NASA Releases A 7 hour Maneuver, Taking 300 Pictures Of The Sun Per Every Hour In A Spectacular GIF
On July 6, NASA’s Solar Dynamics Observatory (SDO) did a 360-degree spin, on one axis, through space. SDO dutifully performed the seven-hour maneuver, where it produced some dizzying data combined into a video, are pretty wild.
The video appears “to show the sun spinning, as if stuck on a pinwheel,” NASA officials wrote in an image description Friday (July 15).
By taking images every 12 seconds and then colorizing the ultraviolet wavelengths of the photo in gold, NASA created a time lapse of the sun that is no less than spectacular.
The SDO has been studying the sun since 2010, and it’s the most advanced telescope ever to do so. The SDO completes this backflip through space twice a year.

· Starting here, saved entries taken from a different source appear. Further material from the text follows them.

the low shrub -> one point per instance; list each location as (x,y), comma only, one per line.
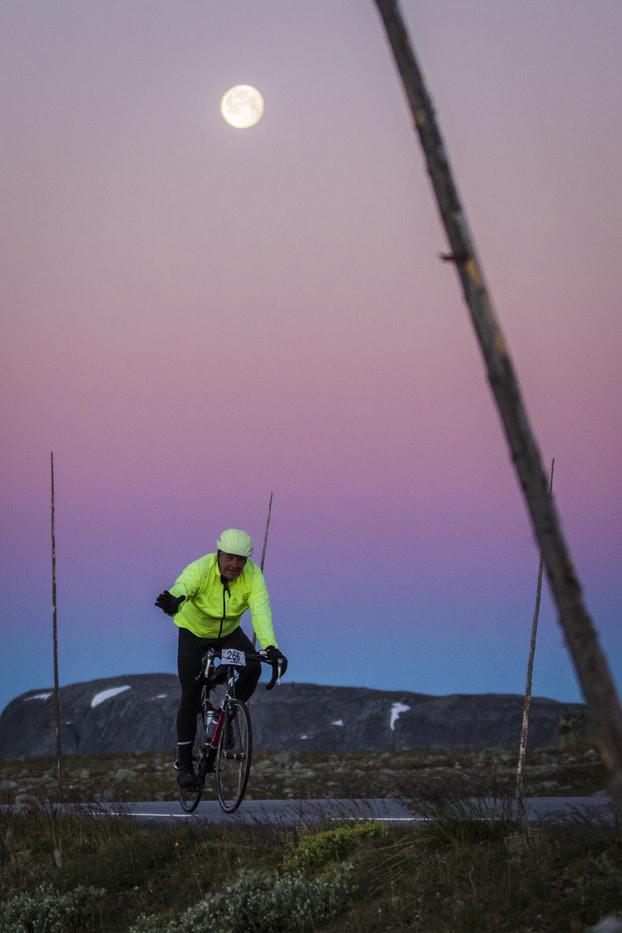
(256,903)
(47,911)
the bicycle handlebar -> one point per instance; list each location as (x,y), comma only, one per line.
(233,657)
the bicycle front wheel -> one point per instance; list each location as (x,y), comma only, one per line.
(233,759)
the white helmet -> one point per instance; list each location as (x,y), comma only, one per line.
(235,542)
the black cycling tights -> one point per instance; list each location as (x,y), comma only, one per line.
(190,648)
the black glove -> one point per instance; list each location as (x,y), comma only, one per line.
(274,656)
(169,603)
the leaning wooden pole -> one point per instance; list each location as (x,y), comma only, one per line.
(263,550)
(59,760)
(522,750)
(581,637)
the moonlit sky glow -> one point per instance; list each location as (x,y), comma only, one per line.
(193,318)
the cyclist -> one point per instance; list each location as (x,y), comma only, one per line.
(207,602)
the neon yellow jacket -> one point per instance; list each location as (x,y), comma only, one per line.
(209,611)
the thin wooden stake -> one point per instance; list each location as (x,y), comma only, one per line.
(520,789)
(265,537)
(589,660)
(263,552)
(59,765)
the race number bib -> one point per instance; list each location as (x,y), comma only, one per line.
(233,656)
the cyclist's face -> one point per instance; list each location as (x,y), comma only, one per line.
(230,565)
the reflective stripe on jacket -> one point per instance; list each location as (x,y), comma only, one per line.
(212,610)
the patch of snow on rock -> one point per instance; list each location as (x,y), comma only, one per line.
(106,694)
(396,709)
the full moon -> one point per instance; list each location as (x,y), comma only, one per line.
(242,106)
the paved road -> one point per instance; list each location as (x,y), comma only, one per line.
(392,812)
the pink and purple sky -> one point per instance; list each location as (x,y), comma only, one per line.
(194,316)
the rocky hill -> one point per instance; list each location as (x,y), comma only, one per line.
(136,713)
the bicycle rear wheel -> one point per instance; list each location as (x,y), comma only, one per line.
(233,759)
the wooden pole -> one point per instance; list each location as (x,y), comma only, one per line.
(581,637)
(263,551)
(59,766)
(522,751)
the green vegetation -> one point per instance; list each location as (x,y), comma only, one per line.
(91,872)
(84,870)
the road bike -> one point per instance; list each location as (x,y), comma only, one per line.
(224,741)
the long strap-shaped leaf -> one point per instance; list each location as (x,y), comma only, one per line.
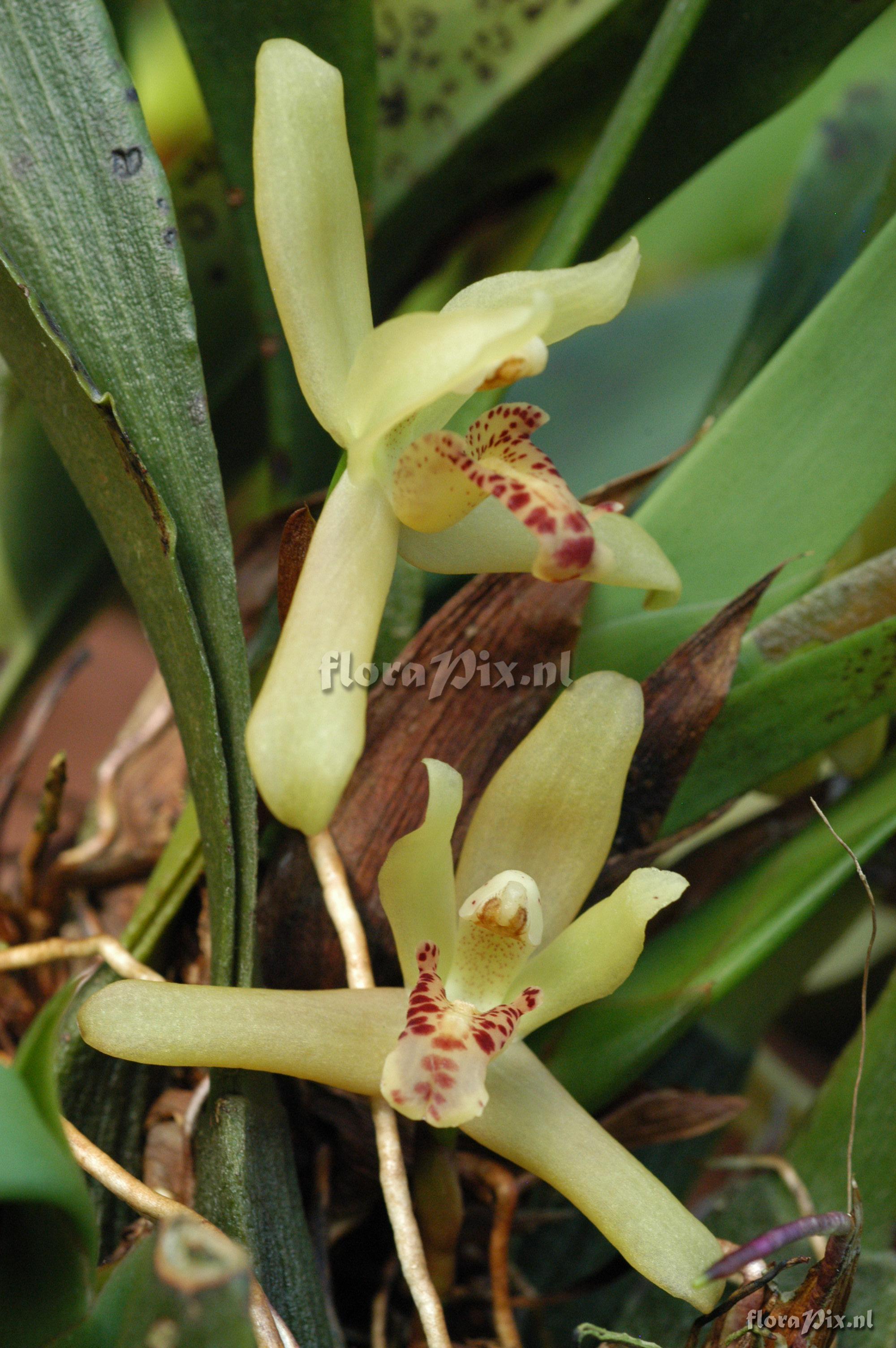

The manoeuvre helps tune up the SDO’s Helioseismic and Magnetic Imager (HMI), an instrument that takes precise measurements of the solar limb (the outer edge of the sun).
Because the surface of the sun is not perfectly spherical, but dynamic and unpredictable, doing this spin and imagining the sun’s perimeter helps recalibrate the instrument, giving it a better view and allowing it to make more precise maps.
By mapping the solar limb, scientists can understand how the shape of the sun changes with respect to the solar cycle, the sun’s 11-year pattern of solar activity. According to NASA, this allows them to make better predictions about the onset of giant eruptions solar material and radiation that can be a threat to satellites and astronauts.